Essa cláusula não entra em vigor até outubro, então ainda há muito tempo antes que algo aconteça, e fontes disseram à BBC Sport que Verstappen ainda não tomou nenhuma decisão.
Poderia funcionar se Verstappen quisesse ir para a McLaren? Bem, antes de tudo, Brown teria que encontrar uma maneira de remover um de seus atuais pilotos, o campeão mundial Lando Norris ou Oscar Piastri.
Se ele conseguiu fazer isso, a base fundamental da filosofia da McLaren é a justiça. Seus pilotos estão autorizados a competir entre si e a equipe só intervirá em circunstâncias específicas, como aquelas que surgiu algumas vezes no ano passado.
É justo ressaltar que esta é uma abordagem diferente daquela tradicionalmente adotada na Red Bull, mas é a mesma usada pela Mercedes, outra equipe com a qual Verstappen manteve negociações.
Nenhum dos dois mudaria sua abordagem se Verstappen se juntasse à equipe, mas por que ele teria problemas com isso?
Tenho certeza que ele se apoiaria para vencer qualquer luta com qualquer companheiro que enfrentasse.
Da mesma forma, qualquer equipe que enfrente Verstappen estaria ciente de que estaria enfrentando um nível de estresse que não experimentaria com nenhum outro piloto, e que isso testaria suas habilidades de gestão.
Mas embora alguns possam argumentar que a abordagem singular e sem concessões de Verstappen é um motivo para ter cuidado ao contratá-lo, as equipes de F1 são, em última análise, uma questão de desempenho. E assinar com Verstappen é uma garantia do melhor desempenho possível no cockpit, sem dúvida da forma mais consistente.

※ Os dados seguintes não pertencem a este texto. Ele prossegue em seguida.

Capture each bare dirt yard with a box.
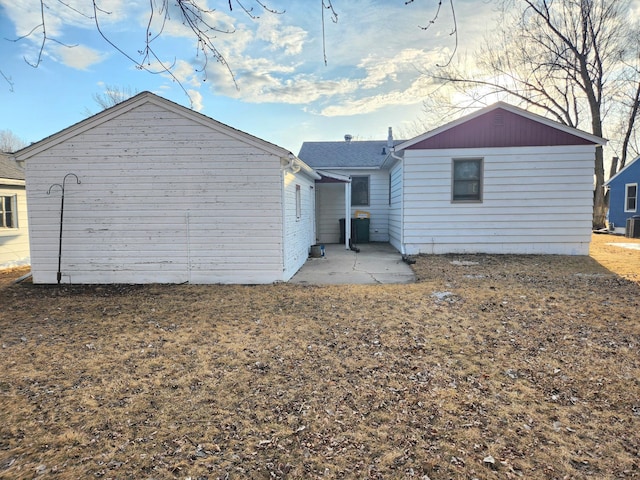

Para a McLaren, que nesta temporada está enfrentando algumas das desvantagens de ser uma equipe de motores cliente de uma forma que não acontecia anteriormente, essa poderia ser uma proposta muito atraente, já que eles buscam toda vantagem que puderem.
Lewis Hamilton, de 41 anos, venceu recentemente uma corrida pela Ferrari. Fernando Alonso, de 44 anos, tem consistentemente superado o seu companheiro de equipe mais jovem e provavelmente, se tivesse um carro comparável, também venceria uma corrida. Os carros são mais fáceis de conduzir ou será que a capacidade de alguns pilotos de conduzir ao mais alto nível tem mais longevidade? – Mateus
É um facto que os Grandes Prémios são menos exigentes fisicamente do que eram, por exemplo, em meados da década de 2000, quando houve reabastecimento e uma guerra de pneus e as corridas foram disputadas a todo vapor do início ao fim.
Com a gestão de pneus e de energia, isso já não acontece.
Não se engane, porém, dirigir um carro de F1 ainda é uma experiência física altamente exigente, e Hamilton e Alonso estão em excelentes condições.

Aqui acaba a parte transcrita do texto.